Most of us, in our romantic lives, meditate here and there on the other roads we might have traveled, and movies are uniquely equipped to channel those alternate-universe-of-love possibilities. That’s the idea at the (broken) heart of “Casablanca.” And the fantasy of getting to see the turns your life didn’t take play out right in front of you underlies such disparate movies as “Sliding Doors,” “Eternal Sunshine of the Spotless Mind,” and “La La Land.” “On a Magical Night,” the new film from the writer-director Christophe Honoré, treats that fantasy in a way that’s original but oddly familiar, turning it into a gentle surrealist bedroom farce. But at first we think we’re watching a movie that could have been called “Memoirs of a Cougar.”
Chiara Mastroianni, with flaming red hair and a wide killer smile that gives her the look of a Gallic Rene Russo, plays Maria, who likes her men young, available, and disposable, and in multiple varieties. She’s a Paris college professor who seduces her students with a cold, out-in-the-open utility that makes Mrs. Robinson look like a wallflower. We first meet Maria when she emerges from the dorm-room closet of the college dude she’s been shagging for three months, because she just can’t stand listening to his girlfriend (who’s in the room) prattle on anymore. Mastroianni rivets us by playing Maria as an unapologetically jaded sex addict. Given how few roles there are like that for women, we’re eager to experience her adventures.
But that’s not where “On a Magical Night” is going. Maria gets back to her apartment, where Richard (Benjamin Biolay), her husband of 25 years, discovers the student’s text messages on her cell phone (which he tosses into the washing machine). He raises the issue of their affair, and she reacts not defensively but (even worse) dismissively, as if her transgression were no more of a big deal than going off her diet. (To her, that’s just what it is: the stud-muffin as dessert pastry.) She makes the case for what we think of as the classic French attitude towards adultery: casual acceptance, a shrug of we all do it, driven by the cynical knowledge that no honest marriage can survive without it. But Richard, in his sad-sack way, is having none of that. He has never cheated, he says. To him this is a crisis, even if, to Maria, it’s barely a blip. So she goes over to the hotel across the street to rent a room for the night, leaving Richard to stew in his juices.

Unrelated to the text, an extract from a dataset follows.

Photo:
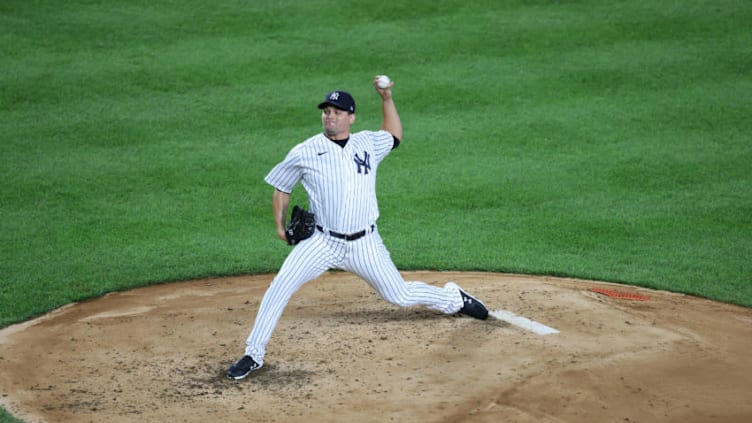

Before long, she gets a visitor. It is Richard…at age 25 (played by Vincent Lacoste). It’s the Richard she first met, the one she fell in love with when they were both tender and innocent. This seems fairly psychodramatic in an interesting way, but Honoré, in “On a Magical Night,” is both a dramatist and a situational prankster. The idea of talking to your husband’s younger self is a resonant one, but it doesn’t take long before the movie ups the ante: Here, in hotel room #212 (hence the film’s original French title, “Chambre 212”), Maria will meet not just Richard’s younger self but the woman he nearly went off with instead of Maria. And she’ll re-commune with her own past lovers. Who Richard, after a while, will meet, too. Along with his old lover and his younger self. The film wants to be a meditation on love, but before long it starts to feel as overstuffed as a family reunion at Thanksgiving.
Richard’s old love story is a dicey one. It’s presented as a coupling of sweet rapture, but when Irène (Camille Cottin) first met him and (it’s implied) started sleeping with him, she was his piano teacher and he was 14. There’s nothing intrinsically wrong with a movie presenting that situation, since it can happen in the real world. But “On a Magical Night,” having already teased us with Maria’s propensity to seduce college kids half her age, treats Irène’s teenage cradle-robbing with a blasé smirk of French “worldliness.” The movie basically says: Stifle your knee-jerk morality — it’s no big deal. But even those of us who lean toward stifling our knee-jerk morality may think, “Really?” The idea that this is the basis for a romantic relationship whose purity is supposed to contrast with Richard’s marriage is a bit of a brain boggle.
“On a Magical Night” is whimsically cute, provocative in a coy way, and more than a little in love with itself. In fact, I kept seeing a shadow movie behind it — the story of a film director (like the Jean-Pierre Léaud character in “Last Tango in Paris”) making this very movie, sitting around cafés telling anyone within earshot, “It will be about memory! The ache of the possible! The lure of the impossible!” Yes, but too much of “On a Magical Night” plays like the Bertrand Blier of “Get Our Your Handkerchiefs” making a sitcom. At 90 minutes, the film feels endless, and we have too much time to notice that the two actors playing Richard seem like two totally different people, and that the film has holes in its fantasy logic you could drive a truck through. Honoré doesn’t contrast romantic possibilities — he juggles them, until you’re dying for him to put his arms down.